I run my personal domain’s mail on a VM-based install at my office. There are a handful of actual accounts on it, one is my wife’s, and one is mine.

Over the last few months, my wife has complained several times of getting connection errors in macOS Mail. Each time I look into it, it’s because there are too many messages in her Spam folder.

I’ve had to manually purge her .Spam/cur folder of many thousands of files. Two nights ago, for instance, I purged it of 130k+ messages. The last time I had to purge it was mid-September, to give an idea of how long this accrual takes.

Two days later, she has about 9000 messages in Spam/cur.

Thinking this was a spam problem, I began to grep headers to see if there were some domains or IP ranges I could blacklist. However, I found that much of the mail in there was not marked as spam (< 5 points). Looking further, I see there are hundreds of md5-identical copies of these messages, all with identical or very close filename timestamps, and unique delivery identifiers. The only flag on these messages is ,b - also indicating non-spam.

I am not experiencing the same issue with my accounts on this machine. We are both using macOS High Sierra Mail.app and iOS 11.x clients. Her junk mail settings in macOS Mail are default, and I reset them to see if it was the culprit.

I’m not even sure how I would go about debugging this. Any thoughts from the group?

Some additional data:

I’ve changed her Mail.app so that it uses a new .Junk folder for filing mail that the app thinks is spam. That folder seems to be accruing messages at a sane rate.

The .Spam/cur folder seems to still be filling with about 1000 duplicate messages per day, and the time stamps on these are from about 10 days ago.

So, this seems like it’s a server-based process putting these files here, and it seems to be queued up somewhere.

When there was 100k+ messages in the .Spam folder, sa-learn was pegging the machine, and exhausting the RAM so much that it was killing processes. At one point top showed 100+ load averages.

Is there a queue I should be looking in?

I would archive the account in the admin panel and make a new account and call it previoususername2@domain.com

Add the new account to her client and see if the same issue persists.
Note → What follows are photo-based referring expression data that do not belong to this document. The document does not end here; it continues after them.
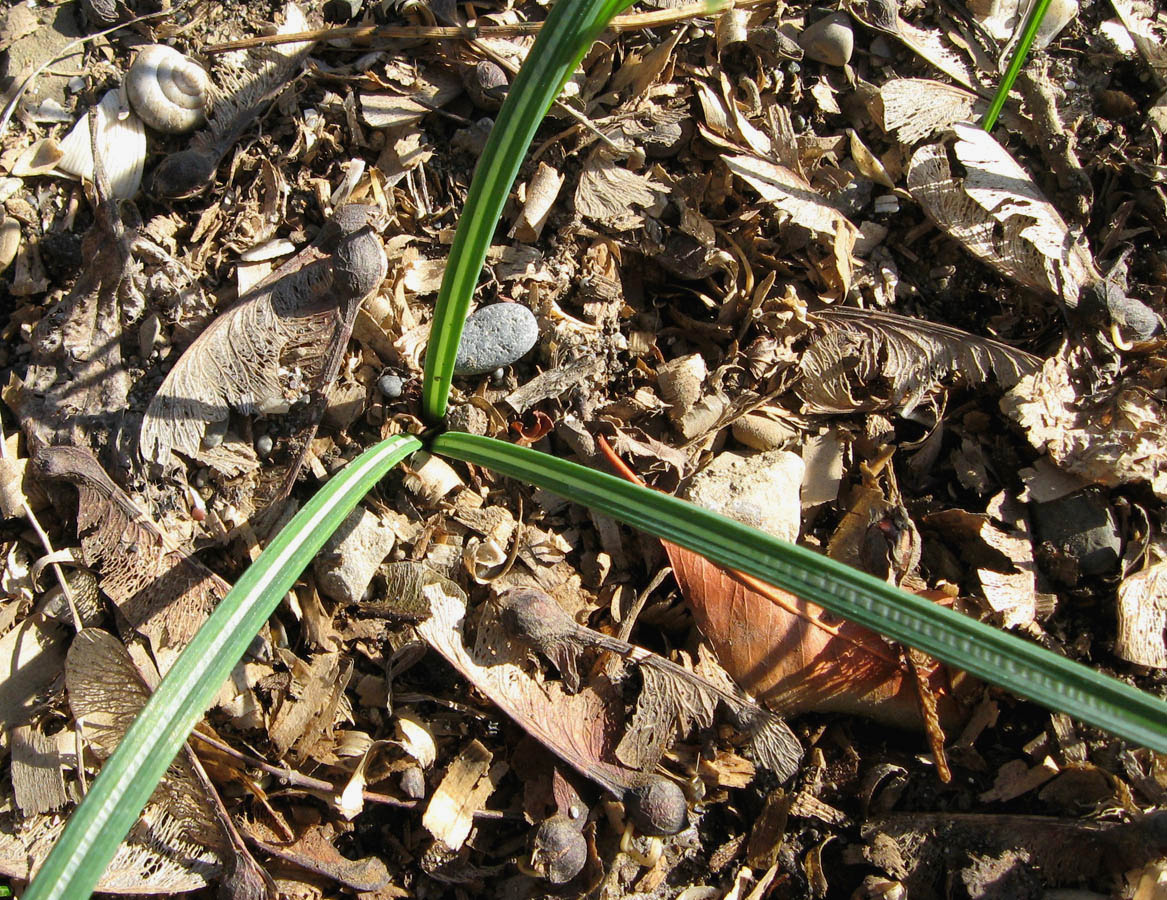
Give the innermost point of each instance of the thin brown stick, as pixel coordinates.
(628, 22)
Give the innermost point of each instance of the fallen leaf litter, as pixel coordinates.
(764, 236)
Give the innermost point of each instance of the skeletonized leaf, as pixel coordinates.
(973, 189)
(671, 699)
(869, 360)
(160, 590)
(1143, 612)
(243, 361)
(183, 823)
(784, 651)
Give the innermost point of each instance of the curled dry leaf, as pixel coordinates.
(77, 388)
(581, 728)
(784, 651)
(1005, 21)
(160, 591)
(1105, 431)
(609, 193)
(1143, 611)
(869, 360)
(300, 316)
(463, 790)
(799, 204)
(973, 189)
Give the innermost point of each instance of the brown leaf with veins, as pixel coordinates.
(790, 654)
(298, 318)
(184, 821)
(161, 591)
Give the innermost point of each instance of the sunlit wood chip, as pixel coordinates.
(462, 792)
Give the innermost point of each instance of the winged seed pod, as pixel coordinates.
(169, 91)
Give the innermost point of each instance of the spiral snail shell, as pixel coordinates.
(167, 90)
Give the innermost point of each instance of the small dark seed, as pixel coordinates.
(657, 807)
(391, 385)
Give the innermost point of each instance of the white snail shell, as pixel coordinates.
(168, 90)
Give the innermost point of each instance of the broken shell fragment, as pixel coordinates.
(120, 141)
(657, 807)
(168, 90)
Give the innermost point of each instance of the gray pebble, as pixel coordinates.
(830, 41)
(391, 385)
(495, 335)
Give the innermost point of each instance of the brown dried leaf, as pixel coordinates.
(463, 790)
(298, 318)
(1004, 562)
(868, 360)
(160, 590)
(184, 823)
(580, 727)
(672, 698)
(308, 707)
(782, 650)
(1104, 431)
(77, 388)
(992, 207)
(613, 195)
(37, 773)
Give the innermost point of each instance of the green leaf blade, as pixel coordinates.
(127, 779)
(1036, 14)
(989, 653)
(571, 28)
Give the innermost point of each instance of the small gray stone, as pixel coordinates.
(495, 335)
(1081, 525)
(391, 385)
(830, 40)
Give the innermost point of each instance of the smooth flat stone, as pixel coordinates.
(830, 40)
(495, 336)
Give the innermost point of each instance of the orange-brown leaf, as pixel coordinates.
(790, 654)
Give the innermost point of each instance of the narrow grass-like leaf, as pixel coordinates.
(1020, 54)
(989, 653)
(571, 28)
(126, 781)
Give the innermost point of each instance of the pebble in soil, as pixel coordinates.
(391, 385)
(495, 336)
(830, 40)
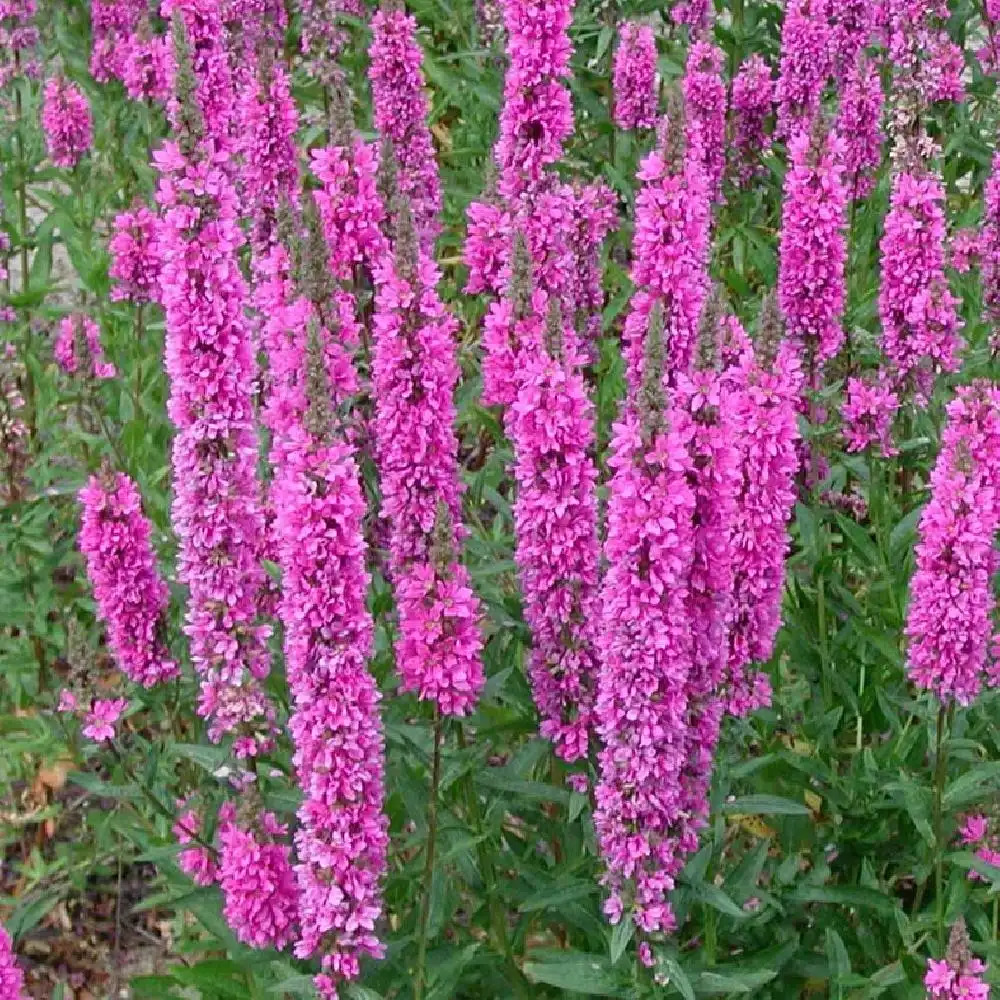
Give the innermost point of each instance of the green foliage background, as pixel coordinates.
(826, 816)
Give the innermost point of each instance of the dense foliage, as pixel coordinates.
(500, 499)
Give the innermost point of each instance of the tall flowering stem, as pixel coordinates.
(669, 252)
(635, 85)
(335, 724)
(753, 103)
(768, 379)
(270, 172)
(806, 63)
(920, 323)
(209, 359)
(11, 977)
(958, 974)
(715, 478)
(66, 121)
(949, 622)
(131, 596)
(989, 250)
(646, 647)
(551, 425)
(859, 125)
(705, 97)
(537, 114)
(401, 111)
(214, 90)
(813, 253)
(414, 369)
If it doesn’t move the previous archived email and recreate the account in admin panel (make sure the /home/user-data/mail/domain/previoususername folder does NOT exists (I would move it) before continuing.)

I’ve been keeping a close eye on the Maildirs in question and they haven’t seemed to fill up with any duplicate messages, or Spam that seems out-of-ordinary.

My running hypothesis right now is that she was hit with a large bolus of spam, which queued up before SA, and got jammed up there when sa-learn was trying to chew through the huge amount of files in her .Spam/cur. RAM exhaustion caused the server to kill processes, which confused server-processes and mail-client as to what had been processed, resulting in duplicated messages.

After I purged the .Spam/cur, the old messages sitting in some queue before SA needed a few days to process.

I also helped her manually unsubscribe from the hundreds of legitimate lists she had put herself on for various retailers.